Таким образом, органические противоречия общества не могут покрыть ответственность человека; более того, рассматриваемые сами по себе, эти противоречия являются лишь теорией иерархического режима, первой формой и, следовательно, безупречной формой общества. В силу антиномии своего развития труд и капитал постоянно приводились обратно к равенству, так же как и к подчинению, к солидарности, так же как и к зависимости; один был агентом, другой — стимулятором и стражем общего богатства. Это указание было неясно замечено теоретиками феодальной системы; христианство пришло вовремя, чтобы скрепить договор; и именно чувство этой непонятой и разрушенной, но самой по себе невинной и законной организации вызывает сожаления среди нас и поддерживает надежду партии. Поскольку эта система была записана в книге судьбы, нельзя сказать, что она плоха сама по себе, точно так же, как эмбриональное состояние нельзя назвать плохим, потому что оно предшествует взрослому возрасту в физиологическом развитии.

Поэтому я настаиваю на своем обвинении:

При режиме, отмененном Лютером и Французской революцией, человек мог быть счастлив пропорционально прогрессу своей индустрии; он не пожелал быть таковым; напротив, он запретил себе быть им.

Труд считался постыдным; духовенство и дворянство сделали себя пожирателями бедных; чтобы удовлетворить свои животные страсти, они погасили милосердие в своих сердцах; они разоряли, угнетали, убивали рабочего. И вот мы видим, что капитал все еще охотится за пролетариатом. Вместо того чтобы смягчать подрывную тенденцию экономических принципов посредством ассоциации и взаимности, капиталист преувеличивает ее без необходимости и со злым умыслом; он злоупотребляет чувствами и совестью рабочего; он делает его лакеем в своих интригах, поставщиком своих развратов, сообщником в своих грабежах; он делает его во всех отношениях похожим на себя, и тогда он может бросить вызов справедливости революций, чтобы она не коснулась его. Чудовищная вещь! Человек, живущий в нищете, чья душа, казалось бы, ближе к милосердию и чести, разделяет развращенность своего господина; подобно ему, он отдает все гордыне и роскоши, и если он иногда кричит против неравенства, от которого страдает, то это еще меньше из рвения к справедливости, чем из соперничества в желании. Величайшее препятствие, которое должно преодолеть равенство, — это не аристократическая гордыня богача, а неукротимый эгоизм бедняка. И вы полагаетесь на его врожденную доброту, чтобы реформировать разом и спонтанность, и преднамеренность его злобы!
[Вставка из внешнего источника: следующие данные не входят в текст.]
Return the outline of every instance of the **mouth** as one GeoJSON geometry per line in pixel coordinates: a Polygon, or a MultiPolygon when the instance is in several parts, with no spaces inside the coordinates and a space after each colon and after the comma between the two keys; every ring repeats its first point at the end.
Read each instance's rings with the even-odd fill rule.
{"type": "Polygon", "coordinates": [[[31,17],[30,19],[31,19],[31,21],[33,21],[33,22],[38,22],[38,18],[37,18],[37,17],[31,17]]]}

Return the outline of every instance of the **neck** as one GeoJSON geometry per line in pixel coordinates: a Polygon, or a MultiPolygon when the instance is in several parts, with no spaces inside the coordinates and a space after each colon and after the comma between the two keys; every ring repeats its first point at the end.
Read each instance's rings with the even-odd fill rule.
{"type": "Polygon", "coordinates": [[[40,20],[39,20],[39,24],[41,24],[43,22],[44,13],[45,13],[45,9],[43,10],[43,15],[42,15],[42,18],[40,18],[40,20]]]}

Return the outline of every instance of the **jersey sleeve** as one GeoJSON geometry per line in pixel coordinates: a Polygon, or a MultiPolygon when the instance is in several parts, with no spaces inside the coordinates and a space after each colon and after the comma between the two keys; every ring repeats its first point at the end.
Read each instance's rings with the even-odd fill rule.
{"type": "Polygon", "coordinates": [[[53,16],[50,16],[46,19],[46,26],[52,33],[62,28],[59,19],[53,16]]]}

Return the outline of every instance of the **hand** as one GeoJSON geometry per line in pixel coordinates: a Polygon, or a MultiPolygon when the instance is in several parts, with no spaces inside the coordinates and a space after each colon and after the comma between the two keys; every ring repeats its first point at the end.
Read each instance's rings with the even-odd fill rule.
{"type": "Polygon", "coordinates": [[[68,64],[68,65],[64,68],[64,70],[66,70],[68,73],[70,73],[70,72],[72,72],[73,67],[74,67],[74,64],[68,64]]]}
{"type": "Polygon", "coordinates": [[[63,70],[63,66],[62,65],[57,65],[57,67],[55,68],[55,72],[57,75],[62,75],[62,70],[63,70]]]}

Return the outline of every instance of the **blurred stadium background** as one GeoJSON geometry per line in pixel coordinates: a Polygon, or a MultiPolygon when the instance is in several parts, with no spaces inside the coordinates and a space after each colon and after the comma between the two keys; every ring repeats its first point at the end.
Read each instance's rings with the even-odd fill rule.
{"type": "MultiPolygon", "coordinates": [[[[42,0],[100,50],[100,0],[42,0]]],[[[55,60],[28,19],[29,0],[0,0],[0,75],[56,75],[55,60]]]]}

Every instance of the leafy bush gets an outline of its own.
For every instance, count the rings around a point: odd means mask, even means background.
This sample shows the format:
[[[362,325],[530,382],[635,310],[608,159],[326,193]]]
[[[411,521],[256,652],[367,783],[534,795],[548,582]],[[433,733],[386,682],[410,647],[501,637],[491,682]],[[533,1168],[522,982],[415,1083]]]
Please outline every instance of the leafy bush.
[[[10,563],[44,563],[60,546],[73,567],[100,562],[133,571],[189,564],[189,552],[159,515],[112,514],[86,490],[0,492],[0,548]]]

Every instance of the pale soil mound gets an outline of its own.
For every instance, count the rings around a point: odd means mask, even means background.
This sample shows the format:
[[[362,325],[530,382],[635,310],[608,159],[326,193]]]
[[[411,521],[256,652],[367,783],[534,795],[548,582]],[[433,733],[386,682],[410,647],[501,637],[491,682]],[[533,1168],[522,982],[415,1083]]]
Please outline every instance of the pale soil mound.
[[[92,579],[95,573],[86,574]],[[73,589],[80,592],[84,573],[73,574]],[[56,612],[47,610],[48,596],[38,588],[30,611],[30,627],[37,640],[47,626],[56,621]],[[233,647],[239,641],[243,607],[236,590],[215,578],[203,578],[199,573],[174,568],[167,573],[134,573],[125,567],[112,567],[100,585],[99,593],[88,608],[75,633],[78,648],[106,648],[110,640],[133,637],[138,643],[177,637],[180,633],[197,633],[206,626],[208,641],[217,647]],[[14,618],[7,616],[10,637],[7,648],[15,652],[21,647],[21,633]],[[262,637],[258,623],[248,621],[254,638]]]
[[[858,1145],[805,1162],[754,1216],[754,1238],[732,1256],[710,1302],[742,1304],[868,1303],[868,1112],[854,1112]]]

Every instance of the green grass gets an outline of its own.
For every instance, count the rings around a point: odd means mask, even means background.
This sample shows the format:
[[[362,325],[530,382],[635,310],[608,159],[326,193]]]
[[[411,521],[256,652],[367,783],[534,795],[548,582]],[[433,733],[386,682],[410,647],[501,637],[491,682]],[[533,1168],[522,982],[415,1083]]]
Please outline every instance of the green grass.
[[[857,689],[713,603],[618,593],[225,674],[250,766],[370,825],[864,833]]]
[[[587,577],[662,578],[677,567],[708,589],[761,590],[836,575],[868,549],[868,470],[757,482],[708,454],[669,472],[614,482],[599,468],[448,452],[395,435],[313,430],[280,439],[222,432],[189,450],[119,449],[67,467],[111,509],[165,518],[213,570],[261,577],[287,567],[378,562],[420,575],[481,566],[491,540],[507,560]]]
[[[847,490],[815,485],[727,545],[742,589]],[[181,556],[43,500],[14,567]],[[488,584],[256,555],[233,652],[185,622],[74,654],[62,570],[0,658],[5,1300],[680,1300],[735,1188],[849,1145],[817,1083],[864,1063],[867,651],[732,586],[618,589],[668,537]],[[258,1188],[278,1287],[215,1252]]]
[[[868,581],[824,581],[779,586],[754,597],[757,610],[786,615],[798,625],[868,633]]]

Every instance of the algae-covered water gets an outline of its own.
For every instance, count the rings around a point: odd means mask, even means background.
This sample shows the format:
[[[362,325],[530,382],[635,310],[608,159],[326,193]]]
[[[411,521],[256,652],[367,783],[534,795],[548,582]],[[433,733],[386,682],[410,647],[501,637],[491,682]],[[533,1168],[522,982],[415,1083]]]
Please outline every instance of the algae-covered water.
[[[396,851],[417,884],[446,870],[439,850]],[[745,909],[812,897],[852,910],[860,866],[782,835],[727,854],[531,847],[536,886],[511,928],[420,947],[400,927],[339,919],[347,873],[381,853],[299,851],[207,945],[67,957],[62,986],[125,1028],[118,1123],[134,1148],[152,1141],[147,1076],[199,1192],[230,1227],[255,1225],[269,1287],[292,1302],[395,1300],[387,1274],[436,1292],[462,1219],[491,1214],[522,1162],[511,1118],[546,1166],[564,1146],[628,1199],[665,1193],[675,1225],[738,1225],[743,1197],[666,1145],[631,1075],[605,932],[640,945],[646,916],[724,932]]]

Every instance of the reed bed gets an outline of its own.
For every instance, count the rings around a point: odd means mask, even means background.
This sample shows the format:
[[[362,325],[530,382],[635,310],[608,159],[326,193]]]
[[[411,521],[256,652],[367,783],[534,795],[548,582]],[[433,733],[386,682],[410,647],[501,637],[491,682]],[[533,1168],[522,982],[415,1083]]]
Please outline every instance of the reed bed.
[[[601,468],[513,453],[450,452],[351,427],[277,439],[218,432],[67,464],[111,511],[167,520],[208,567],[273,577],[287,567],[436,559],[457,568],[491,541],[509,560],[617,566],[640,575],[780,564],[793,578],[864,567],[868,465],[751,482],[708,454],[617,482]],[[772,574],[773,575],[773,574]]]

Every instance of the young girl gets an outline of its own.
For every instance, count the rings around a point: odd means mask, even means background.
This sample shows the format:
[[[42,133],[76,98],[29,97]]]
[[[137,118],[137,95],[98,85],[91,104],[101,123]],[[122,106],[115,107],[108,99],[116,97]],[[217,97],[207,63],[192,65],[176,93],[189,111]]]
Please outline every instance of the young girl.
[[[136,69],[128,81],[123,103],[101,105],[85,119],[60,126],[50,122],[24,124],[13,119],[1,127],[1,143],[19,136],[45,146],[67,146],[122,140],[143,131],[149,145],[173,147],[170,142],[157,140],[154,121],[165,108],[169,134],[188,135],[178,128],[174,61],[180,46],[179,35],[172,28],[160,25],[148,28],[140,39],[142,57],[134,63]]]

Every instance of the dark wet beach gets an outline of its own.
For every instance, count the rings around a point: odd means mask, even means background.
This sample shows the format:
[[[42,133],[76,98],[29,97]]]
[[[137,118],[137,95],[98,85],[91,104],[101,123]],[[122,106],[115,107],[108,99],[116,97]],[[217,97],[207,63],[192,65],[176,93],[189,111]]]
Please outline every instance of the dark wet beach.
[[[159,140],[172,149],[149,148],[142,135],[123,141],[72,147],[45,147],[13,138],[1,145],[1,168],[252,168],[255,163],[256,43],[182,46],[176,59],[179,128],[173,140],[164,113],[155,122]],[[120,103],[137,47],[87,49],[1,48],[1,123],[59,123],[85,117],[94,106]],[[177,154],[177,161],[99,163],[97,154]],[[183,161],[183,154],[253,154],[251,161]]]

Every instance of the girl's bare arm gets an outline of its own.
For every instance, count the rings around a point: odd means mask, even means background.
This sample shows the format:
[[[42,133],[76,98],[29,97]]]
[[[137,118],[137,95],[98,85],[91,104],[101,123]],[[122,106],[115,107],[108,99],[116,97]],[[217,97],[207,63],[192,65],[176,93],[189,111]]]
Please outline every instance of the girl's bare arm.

«Поскольку ложное и антисоциальное образование, данное нынешнему поколению, — говорит Луи Блан, — не позволяет искать никакого другого мотива для подражания и поощрения, кроме увеличения вознаграждения, разница в заработной плате должна быть градуирована в соответствии с иерархией функций, при этом совершенно новое образование должно изменить идеи и нравы в этом вопросе».

Отбрасывая иерархию функций и неравенство заработной платы как нечто, не заслуживающее внимания, рассмотрим здесь только мотив, указанный автором. Разве не странно видеть, как г-н Блан утверждает доброту нашей природы и в то же время обращается к самой низменной из наших склонностей — алчности? Поистине, зло должно казаться вам очень глубоко укоренившимся, если вы считаете необходимым начать восстановление милосердия с нарушения милосердия. Иисус Христос открыто порвал с гордыней и жадностью; по-видимому, распутники, которых он наставлял, были святыми личностями по сравнению со стадом, зараженным социализмом. Но скажите же нам, в конце концов, как наши идеи были искажены, почему наше образование антисоциально, раз уж доказано, что общество следовало маршруту, начертанному судьбой, и его больше нельзя обвинять в преступлениях человека.

Действительно, логика социализма изумительна.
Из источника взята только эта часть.